Pertanyaan ini penting karena sifatnya yang subtantif dalam membedah fenomena konflik (konflik
sosial) sejak awal terbentuknya masyarakat hingga berkembangnya organisasi
masyarakat yang kompleks pada hari ini. Bagi Marx, gejala kelas merupakan
manifestasi konflik sosial, paling tidak konflik yang bersifat latent. Proposisi
semacam ini (konflik laten) belakangan
sudah mulai di-sensitif-i kalangan otoritas keamanan (atau khususnya Polri)
dalam pengendalian konflik sosial melalui formulasi konsep yang sangat umum
dikenal sebagai Faktor Korelatif Kriminogen (FKK). Kalau demikian, apa yang
difahami kalangan otoritas keamanan tentang FKK dalam format grand discourse
kapitalisme yang tampil dalam wajah demokrasi hari ini ? Bagaimana formulasi FKK merespon konsep
‘kelas’-nya Karl Marx? Bagaimana pula,
paling tidak, secara strategik kepolisian dan otoritas keamanan lain mengendalikan/mengontrol
FKK? Kalau, toh kepolisian mengalamatkan jawabannya pada strategi Polmas,
sejauh mana ia mempunyai kompatibilitas dengan rezim sistem sosial yang menjadi
wacana besar kapitalisme ini (yang didalamnya termasuk rezim politik, rezim
ekonomi) ? Pada era Orde Baru otoritas keamanan hadir di parlemen (sebagai
utusan golongan) sehingga bisa secara langsung memberikan warna pada setiap
regulasi menyangkut keamanan dan tata kelolanya. Hari ini, kehadiran otoritas
keamanan di parlemen tentu dipandang menodai demokrasi.

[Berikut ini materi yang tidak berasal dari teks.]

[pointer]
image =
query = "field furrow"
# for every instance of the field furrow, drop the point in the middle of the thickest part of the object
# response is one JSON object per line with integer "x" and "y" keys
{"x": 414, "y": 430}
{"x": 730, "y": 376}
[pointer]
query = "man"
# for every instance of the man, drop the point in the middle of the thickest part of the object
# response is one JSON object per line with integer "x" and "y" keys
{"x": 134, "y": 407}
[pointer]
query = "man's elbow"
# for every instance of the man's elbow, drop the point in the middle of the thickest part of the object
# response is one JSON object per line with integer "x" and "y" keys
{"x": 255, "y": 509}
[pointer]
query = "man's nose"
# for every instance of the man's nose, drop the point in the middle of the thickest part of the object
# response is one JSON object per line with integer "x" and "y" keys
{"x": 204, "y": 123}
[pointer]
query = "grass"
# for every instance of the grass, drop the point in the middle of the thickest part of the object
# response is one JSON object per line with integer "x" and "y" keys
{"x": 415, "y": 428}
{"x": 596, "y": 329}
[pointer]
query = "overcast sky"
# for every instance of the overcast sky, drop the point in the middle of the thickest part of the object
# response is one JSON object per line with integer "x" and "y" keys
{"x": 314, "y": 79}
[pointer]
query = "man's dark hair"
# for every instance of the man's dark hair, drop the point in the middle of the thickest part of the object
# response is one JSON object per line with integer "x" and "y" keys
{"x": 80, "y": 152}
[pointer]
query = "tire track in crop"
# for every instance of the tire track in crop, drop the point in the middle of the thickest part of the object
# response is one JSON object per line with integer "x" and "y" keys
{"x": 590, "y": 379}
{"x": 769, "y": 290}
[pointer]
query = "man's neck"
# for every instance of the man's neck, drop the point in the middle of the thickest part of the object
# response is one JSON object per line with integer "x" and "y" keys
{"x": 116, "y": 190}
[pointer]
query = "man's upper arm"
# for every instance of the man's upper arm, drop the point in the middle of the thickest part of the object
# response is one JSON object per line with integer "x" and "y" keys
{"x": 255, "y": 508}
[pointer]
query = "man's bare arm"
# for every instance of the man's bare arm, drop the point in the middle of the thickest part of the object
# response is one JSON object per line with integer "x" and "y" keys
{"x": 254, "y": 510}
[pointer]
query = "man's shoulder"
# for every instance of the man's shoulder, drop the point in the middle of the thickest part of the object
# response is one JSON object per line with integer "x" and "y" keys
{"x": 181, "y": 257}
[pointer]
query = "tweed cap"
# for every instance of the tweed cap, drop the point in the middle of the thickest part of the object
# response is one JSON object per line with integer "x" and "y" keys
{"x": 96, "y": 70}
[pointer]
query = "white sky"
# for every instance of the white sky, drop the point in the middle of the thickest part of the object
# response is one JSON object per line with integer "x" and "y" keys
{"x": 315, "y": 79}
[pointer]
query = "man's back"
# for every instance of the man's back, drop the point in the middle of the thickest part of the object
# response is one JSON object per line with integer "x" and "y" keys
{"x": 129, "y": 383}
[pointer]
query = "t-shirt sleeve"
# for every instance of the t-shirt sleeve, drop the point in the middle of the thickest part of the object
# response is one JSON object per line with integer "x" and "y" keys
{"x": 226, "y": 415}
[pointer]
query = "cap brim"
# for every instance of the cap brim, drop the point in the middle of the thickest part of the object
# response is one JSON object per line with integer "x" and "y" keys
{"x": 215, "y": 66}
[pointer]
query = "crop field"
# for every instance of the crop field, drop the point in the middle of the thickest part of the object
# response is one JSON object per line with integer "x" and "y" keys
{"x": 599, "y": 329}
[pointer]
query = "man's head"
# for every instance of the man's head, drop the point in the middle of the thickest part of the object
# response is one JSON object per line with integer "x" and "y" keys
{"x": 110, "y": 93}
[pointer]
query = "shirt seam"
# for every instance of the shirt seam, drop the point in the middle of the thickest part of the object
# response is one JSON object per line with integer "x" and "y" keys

Tentu saja tulisan pendek ini tak hendak menjawab sejumlah
pertanyaan besar semacam itu. Namun, sejumlah pertanyaan pelik itu diperlukan
sebagai lanskap persoalan pengendalian keamanan hubungnnya dengan sistem sosial
yang sublim seperti hari ini. Hemat
penulis di luar pertanyaan semacam ini masih
ada persoalan mendasar dalam regulasi. Yaitu, terminologi konflik sosial dalam
Undang-Undang Nomor 7/2012 Pasal 1 cenderung didefinisikan sebagai gejala yang
bersifat fisik,
Konflik
adalah perseteruan dan/atau benturan fisik dengan kekerasan antara dua kelompok
masyarakat atau lebih yang berlangsung dalam waktu tertentu dan berdampak luas
yang mengakibatkan ketidakamanan dan disintegrasi sosial sehingga mengganggu
stabilitas nasional dan menghambat pembangunan nasional.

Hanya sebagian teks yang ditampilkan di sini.